More information
The resultsGreg Gadams 956
Sherry Wood 472
John Hazelett 78
Eva Ruiz, first vice president
Julie Dunn, second vice president
Missy Graves, treasurer
Mike Pack, director at large
Jake Turner, director at large
Jeanne Davidson, director at large
James Dunn Jr., director at large
Teachers have fired a salvo at the Fresno Unified School District, electing union officers who will continue a practice of high-pressure tactics that have resulted in higher pay and union-backed candidates on the school board.
During two weeks of campaigning, critics had seized on outgoing union President Larry Moore's nearly decade-long fight with school administrators and trustees. They said his combative style had hurt the Fresno Teachers Association's public image and caused dissention within the ranks.
But when the ballots in the union election were made public late Thursday night, Moore's chosen successor -- Greg Gadams, a Hamilton Elementary School teacher, received 956 votes, far more than rivals Sherry Wood and John Hazelett.
In addition, Gadams' slate of candidates won six of the seven open seats on the 10-member executive board.
Gadams said the vote signals that teachers are frustrated with Superintendent Michael Hanson's leadership. He said that during Hanson's three years as superintendent, student suspensions and expulsions have decreased, but assaults on teachers have increased.
Because his slate of candidates won, Gadams said he will fight to give teachers a voice in district decisions regarding programs for children and school safety.
"Teachers haven't liked the way they've been treated by administrators," Gadams said.
After the ballots were counted, Wood declined to comment.
The election was closely watched because the union's board has a big say in which candidates the union will endorse in Fresno Unified's school board elections. Moore plans to retire this summer and run for the school board against trustee Manuel Núñez. The election is in November.
The union's 4,000 members -- teachers, speech therapists, librarians and nurses -- had two weeks to vote by mail. The winners serve a two-year term.
Because tension among candidates and their supporters was high, a security guard monitored the union's office while ballots were being counted Thursday night by an independent accounting firm. It took nearly seven hours to count 1,569 ballots because Wood and her supporters were contesting many ballots, election observers said.
Wood, a teacher at Pyle Elementary School, has been Moore's chief adversary. She interrupted Moore's reign as union president in 2002, but Moore regained the top job by crushing Wood in an election two years later.
Prior to the election, Wood said she decided to take another shot at the presidency because Moore has been combative with many teachers and doesn't listen to them. She also said Moore's tactics of threatening a strike during labor negotiations last year hurt the union's public image.
She feared Gadams will follow in Moore's footsteps, but Gadams said Thursday night that he and his team will work together to do what is best for the teachers and the children.
Hazelett ran as an outsider and had no slate. He could not be reached to comment. Earlier, he said Moore's and Wood's bickering had destroyed camaraderie among union members.
The union's financial muscle was evident in 2006, when Moore persuaded the membership to pump more than $164,000 into the school board race -- an effort that helped oust trustees Luisa Medina and Pat Barr. The FTA backed the winners -- incumbents Valerie Davis and Tony Vang and newcomers Michelle Arax Asadoorian and Cal Johnson.
But during labor negotiations, the union attacked some of the union-backed trustees for supporting Superintendent Michael Hanson. The union circulated a cartoon that depicted Vang, Asadoorian and Davis as rats and Hanson as a big cat.
After nearly 20 months of bitter negotiations, the union finally got a contract -- with a raise -- in December.

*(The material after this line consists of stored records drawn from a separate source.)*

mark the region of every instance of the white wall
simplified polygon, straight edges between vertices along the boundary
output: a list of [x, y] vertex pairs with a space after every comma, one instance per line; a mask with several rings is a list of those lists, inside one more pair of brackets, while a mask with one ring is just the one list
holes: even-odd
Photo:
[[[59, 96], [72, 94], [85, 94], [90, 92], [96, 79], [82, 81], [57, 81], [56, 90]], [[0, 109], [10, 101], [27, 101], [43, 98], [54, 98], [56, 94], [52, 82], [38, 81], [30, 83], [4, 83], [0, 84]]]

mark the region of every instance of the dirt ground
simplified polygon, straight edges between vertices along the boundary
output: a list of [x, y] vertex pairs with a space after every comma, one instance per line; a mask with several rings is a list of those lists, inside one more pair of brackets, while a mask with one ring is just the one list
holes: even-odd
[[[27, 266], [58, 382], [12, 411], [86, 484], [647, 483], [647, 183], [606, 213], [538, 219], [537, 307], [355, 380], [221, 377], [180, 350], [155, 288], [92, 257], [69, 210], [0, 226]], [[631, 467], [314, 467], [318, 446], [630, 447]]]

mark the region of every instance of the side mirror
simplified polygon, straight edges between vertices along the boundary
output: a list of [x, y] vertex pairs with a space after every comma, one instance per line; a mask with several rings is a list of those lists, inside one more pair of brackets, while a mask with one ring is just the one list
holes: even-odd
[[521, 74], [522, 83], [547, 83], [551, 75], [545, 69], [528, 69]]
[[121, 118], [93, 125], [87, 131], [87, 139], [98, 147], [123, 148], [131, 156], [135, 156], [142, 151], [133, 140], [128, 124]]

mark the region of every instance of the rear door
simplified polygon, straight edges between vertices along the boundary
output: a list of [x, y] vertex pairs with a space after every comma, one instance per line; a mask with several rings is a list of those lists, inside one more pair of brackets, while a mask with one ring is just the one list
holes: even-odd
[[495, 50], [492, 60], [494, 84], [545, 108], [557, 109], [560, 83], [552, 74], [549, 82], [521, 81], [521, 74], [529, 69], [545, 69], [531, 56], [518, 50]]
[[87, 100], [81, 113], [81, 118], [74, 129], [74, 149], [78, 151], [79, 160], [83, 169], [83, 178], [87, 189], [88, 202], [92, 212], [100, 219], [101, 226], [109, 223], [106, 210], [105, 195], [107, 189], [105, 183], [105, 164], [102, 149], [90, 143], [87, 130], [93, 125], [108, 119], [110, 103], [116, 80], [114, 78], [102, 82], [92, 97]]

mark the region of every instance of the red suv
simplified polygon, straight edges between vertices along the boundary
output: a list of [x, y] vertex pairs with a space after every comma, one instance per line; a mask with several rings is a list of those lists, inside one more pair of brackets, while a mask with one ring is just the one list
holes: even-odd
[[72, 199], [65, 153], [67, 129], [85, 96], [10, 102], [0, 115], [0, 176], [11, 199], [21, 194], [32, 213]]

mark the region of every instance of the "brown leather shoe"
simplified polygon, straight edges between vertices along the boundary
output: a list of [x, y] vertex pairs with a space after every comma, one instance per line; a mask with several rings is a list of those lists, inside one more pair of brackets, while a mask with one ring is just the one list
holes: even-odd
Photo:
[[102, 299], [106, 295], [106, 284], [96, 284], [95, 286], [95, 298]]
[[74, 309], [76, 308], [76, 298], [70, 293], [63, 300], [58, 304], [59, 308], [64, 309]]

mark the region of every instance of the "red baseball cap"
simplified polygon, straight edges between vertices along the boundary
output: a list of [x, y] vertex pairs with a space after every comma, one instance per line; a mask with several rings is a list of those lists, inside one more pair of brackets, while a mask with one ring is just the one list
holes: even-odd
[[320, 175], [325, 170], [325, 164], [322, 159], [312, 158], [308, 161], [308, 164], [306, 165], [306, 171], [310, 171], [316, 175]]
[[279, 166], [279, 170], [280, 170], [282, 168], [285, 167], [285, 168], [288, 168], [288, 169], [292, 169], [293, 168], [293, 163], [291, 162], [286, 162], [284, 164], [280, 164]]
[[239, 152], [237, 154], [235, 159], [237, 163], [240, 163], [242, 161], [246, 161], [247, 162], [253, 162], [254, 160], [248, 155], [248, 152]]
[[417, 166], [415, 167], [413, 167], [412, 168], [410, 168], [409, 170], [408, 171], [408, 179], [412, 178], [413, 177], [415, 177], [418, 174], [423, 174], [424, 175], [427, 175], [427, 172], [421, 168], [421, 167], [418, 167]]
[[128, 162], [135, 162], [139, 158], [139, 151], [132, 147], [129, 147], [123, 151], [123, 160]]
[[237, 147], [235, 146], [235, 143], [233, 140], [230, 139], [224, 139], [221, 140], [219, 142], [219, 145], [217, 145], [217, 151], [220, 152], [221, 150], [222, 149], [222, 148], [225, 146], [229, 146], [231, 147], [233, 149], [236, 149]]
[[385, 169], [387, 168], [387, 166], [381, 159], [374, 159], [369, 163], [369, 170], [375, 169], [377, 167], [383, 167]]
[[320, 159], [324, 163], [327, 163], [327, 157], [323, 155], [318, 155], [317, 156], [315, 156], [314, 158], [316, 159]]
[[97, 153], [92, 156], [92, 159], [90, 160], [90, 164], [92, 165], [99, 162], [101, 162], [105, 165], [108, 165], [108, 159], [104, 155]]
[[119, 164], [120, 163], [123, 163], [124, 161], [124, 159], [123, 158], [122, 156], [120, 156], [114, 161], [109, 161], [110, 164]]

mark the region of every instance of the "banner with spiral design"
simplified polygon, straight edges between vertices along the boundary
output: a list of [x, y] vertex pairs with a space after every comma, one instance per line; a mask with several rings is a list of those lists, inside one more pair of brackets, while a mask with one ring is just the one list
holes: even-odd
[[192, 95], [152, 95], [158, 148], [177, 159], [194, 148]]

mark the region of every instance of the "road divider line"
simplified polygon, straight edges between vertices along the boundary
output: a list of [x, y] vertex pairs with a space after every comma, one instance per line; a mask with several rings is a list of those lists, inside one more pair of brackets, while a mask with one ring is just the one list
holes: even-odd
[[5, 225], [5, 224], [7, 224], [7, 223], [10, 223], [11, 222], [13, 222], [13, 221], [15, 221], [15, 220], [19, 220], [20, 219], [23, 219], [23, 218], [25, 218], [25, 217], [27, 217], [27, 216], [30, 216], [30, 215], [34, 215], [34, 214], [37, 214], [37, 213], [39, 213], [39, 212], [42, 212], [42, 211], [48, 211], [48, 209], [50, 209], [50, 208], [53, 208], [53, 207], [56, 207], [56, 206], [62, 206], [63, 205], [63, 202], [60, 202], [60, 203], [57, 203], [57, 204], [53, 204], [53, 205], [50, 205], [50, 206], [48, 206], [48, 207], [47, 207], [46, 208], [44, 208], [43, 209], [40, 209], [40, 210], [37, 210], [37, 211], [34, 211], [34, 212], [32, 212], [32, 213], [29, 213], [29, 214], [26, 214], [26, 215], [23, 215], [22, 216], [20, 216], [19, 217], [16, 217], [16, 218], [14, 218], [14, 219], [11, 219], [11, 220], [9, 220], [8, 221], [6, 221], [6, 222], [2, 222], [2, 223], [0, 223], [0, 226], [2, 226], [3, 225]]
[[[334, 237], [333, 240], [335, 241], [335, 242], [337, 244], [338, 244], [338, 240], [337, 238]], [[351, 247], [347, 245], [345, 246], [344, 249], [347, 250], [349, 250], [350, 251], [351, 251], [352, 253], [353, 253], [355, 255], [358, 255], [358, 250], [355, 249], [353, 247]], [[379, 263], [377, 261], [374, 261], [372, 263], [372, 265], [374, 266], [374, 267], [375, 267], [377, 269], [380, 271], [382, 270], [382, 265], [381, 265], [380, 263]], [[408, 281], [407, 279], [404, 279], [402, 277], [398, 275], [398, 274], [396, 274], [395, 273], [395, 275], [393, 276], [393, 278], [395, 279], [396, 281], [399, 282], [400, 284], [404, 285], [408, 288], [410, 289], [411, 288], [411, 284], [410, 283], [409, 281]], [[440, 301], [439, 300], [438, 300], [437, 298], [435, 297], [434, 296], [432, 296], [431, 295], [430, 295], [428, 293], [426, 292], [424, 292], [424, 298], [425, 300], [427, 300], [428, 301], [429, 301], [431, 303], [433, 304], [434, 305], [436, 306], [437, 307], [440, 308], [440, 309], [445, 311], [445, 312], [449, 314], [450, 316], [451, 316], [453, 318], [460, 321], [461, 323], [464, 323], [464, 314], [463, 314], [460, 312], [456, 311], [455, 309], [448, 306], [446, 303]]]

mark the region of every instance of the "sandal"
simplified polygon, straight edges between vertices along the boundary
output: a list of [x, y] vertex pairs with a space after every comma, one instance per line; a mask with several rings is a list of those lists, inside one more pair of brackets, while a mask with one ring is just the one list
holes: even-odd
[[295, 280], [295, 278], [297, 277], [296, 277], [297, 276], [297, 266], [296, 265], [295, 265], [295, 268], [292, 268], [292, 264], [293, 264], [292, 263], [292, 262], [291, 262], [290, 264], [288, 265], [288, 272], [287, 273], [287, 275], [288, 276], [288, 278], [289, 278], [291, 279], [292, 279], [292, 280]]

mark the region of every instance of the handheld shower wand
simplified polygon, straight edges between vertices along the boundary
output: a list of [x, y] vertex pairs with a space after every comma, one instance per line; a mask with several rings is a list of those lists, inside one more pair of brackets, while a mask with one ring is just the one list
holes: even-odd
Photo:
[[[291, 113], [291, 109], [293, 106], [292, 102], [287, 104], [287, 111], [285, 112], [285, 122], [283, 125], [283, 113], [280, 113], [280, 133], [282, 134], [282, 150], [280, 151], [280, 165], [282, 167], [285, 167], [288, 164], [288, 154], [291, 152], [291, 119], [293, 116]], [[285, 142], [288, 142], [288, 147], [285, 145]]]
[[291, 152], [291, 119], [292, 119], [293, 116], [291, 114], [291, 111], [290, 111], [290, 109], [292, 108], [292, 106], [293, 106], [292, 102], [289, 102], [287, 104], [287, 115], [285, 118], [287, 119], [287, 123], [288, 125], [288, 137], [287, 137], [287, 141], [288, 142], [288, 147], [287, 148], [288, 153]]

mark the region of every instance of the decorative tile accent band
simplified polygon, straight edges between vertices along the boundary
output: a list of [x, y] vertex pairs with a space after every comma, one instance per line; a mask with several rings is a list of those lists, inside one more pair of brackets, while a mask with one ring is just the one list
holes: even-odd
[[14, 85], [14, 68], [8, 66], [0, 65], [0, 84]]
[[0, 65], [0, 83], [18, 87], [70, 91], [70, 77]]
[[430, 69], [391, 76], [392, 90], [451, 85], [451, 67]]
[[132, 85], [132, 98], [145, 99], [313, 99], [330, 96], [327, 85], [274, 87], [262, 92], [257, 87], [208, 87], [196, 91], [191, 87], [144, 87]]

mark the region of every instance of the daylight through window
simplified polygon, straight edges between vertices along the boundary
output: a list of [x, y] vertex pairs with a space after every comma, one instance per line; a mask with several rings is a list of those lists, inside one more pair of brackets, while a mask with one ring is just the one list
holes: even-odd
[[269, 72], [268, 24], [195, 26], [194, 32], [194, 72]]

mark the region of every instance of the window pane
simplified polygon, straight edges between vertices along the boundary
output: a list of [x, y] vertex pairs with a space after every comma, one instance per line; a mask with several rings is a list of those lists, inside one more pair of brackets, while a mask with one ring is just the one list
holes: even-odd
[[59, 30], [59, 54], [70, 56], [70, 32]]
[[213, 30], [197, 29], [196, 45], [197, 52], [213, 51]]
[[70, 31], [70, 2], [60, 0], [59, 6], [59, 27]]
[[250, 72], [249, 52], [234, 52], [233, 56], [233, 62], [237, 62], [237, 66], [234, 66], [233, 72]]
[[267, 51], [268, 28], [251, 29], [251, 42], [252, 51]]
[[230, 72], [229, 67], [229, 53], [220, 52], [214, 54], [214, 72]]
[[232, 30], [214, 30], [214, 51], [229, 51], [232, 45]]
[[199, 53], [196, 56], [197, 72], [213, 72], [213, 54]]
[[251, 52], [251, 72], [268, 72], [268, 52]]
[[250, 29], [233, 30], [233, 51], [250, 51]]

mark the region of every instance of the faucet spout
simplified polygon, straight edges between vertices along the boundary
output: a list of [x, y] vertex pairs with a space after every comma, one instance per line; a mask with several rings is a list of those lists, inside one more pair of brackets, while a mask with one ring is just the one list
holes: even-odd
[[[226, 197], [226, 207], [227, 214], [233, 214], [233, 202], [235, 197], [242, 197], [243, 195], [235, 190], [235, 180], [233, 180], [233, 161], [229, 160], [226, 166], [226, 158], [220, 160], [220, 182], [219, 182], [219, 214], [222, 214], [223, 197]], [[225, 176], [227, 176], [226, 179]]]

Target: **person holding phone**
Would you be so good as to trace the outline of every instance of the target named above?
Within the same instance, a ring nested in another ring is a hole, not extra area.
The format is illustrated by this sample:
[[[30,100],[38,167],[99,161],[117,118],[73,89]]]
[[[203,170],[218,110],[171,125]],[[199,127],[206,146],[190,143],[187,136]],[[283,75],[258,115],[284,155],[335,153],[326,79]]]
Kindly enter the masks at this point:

Moore said his style has a purpose -- when he first became union boss in 1998, the top teacher salary was about $47,000. Today, it is nearly $72,000.
The union also has kept members' co-pay for health benefits at $70 or less per month, Moore said. In addition, special education teachers, speech therapists and teachers of bilingual classes now receive a stipend that they didn't have before, and elementary teachers get a guaranteed 45 minutes of preparation time every day.
Moore said he was not surprised by the election's outcome. He said Gadams was chairman of the bargaining team for four years.